Germany's Sovereign Tech Fund is putting €614k into Mastodon and the wider Fediverse. It's one of the bigger government investments in decentralized social media infrastructure, and it's aimed squarely at problems that have made running Fediverse servers expensive and tedious since the beginning.
The money covers five projects over two years. Two are due by the end of 2026: blocklist synchronisation using the open FIRES protocol, so admins can subscribe to shared blocklists instead of moderating alone, and a new Fediverse Auxiliary Service Provider (FASP) for remote media storage. The media storage problem is real. Every post with an image or video creates a local copy on every server that sees it. At scale, the storage and bandwidth costs eat smaller instances alive. The FASP approach lets servers share that burden instead of duplicating it.
Later deliverables include automated content detection, which is opt-in with transparency about what gets scanned. End-to-end encryption for private messages is also coming, coordinated with the Social Web Foundation and W3C's E2EE Messaging Task Force. That encryption work depends on a specification that doesn't exist yet, so it's a 2027 delivery at best. Mastodon documentation is also getting an overhaul, including an official container-based install method that should make life easier for new admins.
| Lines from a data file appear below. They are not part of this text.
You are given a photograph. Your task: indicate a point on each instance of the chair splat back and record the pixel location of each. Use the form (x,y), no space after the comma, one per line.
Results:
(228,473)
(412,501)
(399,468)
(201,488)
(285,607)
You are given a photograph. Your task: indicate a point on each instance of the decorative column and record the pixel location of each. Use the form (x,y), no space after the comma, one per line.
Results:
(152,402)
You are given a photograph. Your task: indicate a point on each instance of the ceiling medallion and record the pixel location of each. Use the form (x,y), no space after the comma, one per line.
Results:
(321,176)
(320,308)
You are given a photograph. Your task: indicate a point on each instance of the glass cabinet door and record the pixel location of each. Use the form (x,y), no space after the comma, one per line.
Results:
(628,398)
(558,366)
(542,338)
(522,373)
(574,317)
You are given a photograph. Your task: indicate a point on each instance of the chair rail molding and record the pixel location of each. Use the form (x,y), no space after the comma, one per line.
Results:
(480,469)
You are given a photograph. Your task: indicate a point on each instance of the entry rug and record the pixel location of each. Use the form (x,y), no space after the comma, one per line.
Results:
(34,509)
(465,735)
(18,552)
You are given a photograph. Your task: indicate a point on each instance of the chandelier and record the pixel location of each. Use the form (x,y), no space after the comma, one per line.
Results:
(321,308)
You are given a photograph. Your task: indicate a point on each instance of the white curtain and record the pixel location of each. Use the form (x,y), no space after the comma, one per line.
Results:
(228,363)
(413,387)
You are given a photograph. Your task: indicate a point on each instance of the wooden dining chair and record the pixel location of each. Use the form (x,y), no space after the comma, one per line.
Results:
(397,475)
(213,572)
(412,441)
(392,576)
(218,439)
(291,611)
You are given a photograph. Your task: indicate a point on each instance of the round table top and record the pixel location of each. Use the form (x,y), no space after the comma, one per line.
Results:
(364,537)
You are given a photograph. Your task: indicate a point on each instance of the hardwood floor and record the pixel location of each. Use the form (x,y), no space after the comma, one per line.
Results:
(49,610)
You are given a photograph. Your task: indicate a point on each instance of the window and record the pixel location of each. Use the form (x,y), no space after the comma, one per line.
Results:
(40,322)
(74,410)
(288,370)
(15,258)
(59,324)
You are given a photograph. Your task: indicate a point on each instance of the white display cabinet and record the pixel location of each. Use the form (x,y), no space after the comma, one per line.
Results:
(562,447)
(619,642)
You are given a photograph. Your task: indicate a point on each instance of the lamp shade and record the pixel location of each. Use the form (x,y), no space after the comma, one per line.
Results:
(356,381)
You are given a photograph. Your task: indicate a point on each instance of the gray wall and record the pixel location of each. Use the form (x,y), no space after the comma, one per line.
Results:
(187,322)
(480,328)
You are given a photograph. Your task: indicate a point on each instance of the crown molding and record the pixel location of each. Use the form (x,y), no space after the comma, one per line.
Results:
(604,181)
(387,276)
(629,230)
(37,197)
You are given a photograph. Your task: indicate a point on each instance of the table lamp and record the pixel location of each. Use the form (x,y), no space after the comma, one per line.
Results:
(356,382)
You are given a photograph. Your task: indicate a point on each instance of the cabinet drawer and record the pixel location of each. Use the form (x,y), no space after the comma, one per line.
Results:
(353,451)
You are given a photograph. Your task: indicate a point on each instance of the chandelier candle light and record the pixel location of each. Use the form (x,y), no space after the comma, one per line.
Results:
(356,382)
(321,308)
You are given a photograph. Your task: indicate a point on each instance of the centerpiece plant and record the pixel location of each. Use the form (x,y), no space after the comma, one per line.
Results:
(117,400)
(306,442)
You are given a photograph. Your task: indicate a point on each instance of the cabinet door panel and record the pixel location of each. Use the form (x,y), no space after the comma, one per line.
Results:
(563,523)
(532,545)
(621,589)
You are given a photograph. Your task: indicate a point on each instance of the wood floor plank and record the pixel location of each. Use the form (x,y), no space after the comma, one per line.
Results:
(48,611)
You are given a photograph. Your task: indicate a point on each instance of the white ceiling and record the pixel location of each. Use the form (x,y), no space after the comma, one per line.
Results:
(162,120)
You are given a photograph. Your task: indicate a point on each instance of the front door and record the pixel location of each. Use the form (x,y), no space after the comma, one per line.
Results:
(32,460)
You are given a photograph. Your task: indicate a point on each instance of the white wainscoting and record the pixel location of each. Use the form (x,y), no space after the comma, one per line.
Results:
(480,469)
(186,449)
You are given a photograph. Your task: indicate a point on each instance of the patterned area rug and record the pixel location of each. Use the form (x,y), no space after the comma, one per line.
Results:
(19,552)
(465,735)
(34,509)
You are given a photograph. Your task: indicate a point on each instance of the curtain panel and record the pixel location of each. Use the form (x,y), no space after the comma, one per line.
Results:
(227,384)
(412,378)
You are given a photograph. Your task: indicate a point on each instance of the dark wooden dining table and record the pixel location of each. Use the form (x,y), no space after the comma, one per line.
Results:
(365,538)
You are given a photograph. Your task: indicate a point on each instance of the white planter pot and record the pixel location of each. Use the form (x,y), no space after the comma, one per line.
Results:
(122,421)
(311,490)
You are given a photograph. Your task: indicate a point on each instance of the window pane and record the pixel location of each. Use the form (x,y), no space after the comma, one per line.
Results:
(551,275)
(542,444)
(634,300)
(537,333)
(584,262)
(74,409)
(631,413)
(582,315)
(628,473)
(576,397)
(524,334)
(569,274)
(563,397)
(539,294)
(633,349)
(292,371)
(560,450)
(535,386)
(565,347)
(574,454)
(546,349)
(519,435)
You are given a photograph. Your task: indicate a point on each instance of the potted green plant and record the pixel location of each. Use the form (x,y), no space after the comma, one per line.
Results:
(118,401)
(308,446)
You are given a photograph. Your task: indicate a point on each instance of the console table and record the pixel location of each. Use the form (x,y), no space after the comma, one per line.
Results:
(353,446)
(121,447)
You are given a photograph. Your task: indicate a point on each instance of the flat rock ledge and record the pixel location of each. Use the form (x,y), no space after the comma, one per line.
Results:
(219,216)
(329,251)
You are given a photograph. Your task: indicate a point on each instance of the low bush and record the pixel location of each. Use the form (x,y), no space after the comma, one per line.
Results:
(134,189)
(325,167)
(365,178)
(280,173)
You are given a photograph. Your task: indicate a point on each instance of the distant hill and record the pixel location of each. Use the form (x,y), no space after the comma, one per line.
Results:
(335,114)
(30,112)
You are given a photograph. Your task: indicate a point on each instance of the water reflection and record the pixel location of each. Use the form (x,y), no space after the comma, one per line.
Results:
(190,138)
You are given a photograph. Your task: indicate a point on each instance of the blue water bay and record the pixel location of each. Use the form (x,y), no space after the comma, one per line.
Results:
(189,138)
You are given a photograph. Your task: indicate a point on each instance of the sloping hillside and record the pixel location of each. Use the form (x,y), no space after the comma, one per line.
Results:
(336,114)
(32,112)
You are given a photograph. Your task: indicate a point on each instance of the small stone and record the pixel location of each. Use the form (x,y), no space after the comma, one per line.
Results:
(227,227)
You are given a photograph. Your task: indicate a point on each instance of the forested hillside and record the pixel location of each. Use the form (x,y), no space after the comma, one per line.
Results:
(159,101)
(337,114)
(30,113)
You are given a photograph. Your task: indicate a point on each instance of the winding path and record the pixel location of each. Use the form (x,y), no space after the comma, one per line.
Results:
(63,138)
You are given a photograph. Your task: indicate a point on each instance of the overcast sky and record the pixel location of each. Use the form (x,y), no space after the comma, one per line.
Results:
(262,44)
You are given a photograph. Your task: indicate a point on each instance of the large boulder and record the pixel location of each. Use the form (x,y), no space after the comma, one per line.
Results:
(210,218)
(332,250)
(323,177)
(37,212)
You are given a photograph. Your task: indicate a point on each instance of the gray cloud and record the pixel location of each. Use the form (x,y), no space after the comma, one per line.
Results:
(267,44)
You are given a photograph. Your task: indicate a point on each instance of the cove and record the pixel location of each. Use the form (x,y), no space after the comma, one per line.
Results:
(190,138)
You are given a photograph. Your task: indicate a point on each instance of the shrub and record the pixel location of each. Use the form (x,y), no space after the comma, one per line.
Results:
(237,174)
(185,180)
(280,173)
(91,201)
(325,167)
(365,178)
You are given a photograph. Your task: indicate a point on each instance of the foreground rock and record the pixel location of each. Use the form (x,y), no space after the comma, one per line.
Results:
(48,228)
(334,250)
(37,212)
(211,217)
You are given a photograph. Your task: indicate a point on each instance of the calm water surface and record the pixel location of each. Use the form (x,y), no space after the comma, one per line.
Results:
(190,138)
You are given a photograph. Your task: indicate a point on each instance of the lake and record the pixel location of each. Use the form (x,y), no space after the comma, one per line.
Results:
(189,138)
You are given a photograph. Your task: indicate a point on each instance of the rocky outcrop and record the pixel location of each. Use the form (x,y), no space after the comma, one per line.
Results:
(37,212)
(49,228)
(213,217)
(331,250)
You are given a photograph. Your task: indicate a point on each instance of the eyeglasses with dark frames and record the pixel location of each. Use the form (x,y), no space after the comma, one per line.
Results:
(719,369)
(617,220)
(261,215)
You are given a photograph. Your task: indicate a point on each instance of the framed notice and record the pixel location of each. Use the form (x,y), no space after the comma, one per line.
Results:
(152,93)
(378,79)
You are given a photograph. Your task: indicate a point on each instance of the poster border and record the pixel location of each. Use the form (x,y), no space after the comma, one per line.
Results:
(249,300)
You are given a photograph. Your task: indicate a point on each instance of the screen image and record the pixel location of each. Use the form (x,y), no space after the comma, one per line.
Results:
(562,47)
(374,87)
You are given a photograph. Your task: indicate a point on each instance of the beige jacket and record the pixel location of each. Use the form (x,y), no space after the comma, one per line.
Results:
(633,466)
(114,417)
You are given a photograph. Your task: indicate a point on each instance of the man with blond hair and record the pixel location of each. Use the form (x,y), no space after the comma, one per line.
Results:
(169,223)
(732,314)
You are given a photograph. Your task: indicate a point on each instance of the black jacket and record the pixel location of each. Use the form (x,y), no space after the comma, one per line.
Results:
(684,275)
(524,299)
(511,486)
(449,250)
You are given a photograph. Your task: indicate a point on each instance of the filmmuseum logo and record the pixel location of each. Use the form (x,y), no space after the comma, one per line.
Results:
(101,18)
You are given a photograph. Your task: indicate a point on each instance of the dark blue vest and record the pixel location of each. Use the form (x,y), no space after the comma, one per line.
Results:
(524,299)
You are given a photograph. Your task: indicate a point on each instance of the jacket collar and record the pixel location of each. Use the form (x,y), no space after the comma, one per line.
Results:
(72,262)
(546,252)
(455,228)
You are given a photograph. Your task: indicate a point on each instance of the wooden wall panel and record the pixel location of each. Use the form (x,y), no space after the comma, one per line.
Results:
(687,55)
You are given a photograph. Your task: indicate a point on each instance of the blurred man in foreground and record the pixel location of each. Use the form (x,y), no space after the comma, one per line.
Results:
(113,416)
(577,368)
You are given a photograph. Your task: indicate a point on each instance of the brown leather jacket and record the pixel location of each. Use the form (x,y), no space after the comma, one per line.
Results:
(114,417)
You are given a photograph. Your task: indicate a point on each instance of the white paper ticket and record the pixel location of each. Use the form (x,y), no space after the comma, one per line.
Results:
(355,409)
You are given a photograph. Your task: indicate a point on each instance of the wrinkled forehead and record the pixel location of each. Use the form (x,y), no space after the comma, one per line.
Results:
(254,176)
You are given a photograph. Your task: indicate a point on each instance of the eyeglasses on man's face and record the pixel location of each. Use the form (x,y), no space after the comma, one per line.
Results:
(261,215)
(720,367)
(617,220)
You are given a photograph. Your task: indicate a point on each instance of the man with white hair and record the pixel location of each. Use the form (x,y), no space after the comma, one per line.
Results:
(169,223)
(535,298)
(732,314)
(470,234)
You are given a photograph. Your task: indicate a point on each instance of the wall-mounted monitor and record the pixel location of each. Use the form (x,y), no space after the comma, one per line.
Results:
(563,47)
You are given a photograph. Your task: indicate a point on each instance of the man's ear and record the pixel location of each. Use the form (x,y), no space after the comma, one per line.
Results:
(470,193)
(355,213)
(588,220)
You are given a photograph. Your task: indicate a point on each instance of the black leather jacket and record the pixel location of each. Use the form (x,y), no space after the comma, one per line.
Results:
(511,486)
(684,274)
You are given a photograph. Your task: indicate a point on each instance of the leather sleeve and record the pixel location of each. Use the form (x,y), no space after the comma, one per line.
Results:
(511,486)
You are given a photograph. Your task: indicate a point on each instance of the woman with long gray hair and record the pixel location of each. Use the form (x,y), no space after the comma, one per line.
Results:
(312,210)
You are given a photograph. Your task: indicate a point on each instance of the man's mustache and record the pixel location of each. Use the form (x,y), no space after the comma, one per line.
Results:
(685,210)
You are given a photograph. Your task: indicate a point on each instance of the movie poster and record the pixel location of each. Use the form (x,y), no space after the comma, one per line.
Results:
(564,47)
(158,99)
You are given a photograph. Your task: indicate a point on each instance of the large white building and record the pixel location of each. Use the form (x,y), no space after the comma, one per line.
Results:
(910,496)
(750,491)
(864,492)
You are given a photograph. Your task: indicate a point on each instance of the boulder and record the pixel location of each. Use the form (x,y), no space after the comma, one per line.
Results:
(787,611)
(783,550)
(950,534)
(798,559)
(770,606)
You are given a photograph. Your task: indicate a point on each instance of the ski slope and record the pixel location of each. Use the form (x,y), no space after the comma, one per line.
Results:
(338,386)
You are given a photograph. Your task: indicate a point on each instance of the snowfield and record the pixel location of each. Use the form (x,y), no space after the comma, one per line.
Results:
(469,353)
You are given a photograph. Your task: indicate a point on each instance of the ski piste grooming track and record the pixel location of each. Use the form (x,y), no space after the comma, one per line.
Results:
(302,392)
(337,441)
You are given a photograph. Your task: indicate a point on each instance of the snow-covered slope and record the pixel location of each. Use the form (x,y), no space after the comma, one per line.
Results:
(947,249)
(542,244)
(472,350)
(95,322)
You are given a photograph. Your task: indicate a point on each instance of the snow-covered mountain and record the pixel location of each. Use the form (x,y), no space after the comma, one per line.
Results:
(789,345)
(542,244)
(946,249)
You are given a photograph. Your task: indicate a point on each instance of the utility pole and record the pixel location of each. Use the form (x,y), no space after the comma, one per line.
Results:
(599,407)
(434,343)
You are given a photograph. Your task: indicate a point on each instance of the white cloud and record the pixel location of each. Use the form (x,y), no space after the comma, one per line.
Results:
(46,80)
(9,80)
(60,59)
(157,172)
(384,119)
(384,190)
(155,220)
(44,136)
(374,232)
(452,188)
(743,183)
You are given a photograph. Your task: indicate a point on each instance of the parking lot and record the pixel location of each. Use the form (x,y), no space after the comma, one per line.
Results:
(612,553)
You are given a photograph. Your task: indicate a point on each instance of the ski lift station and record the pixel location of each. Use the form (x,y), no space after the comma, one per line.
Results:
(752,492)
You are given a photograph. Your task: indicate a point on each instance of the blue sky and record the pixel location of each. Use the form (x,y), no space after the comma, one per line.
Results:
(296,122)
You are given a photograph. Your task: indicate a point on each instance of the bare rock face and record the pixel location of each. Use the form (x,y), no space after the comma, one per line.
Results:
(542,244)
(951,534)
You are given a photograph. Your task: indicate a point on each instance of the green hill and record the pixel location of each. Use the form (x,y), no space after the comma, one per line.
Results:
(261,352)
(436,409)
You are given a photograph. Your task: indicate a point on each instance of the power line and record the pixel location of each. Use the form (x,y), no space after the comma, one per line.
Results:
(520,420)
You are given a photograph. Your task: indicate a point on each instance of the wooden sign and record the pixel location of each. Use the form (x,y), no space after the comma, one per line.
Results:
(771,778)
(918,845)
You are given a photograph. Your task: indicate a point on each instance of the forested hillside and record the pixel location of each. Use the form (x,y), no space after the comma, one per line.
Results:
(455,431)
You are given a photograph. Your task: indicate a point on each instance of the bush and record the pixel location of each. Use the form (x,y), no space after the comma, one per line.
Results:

€90k of the total is reserved for other Fediverse projects willing to implement the new protocols. That detail matters. The Sovereign Tech Agency, under Germany's Federal Ministry of the Interior, has previously funded OpenSSH and Caddy. Mastodon is hiring two backend developers for this work. Adding decentralized social protocols to that portfolio means Germany treats Fediverse infrastructure as critical digital public utility, not a curiosity.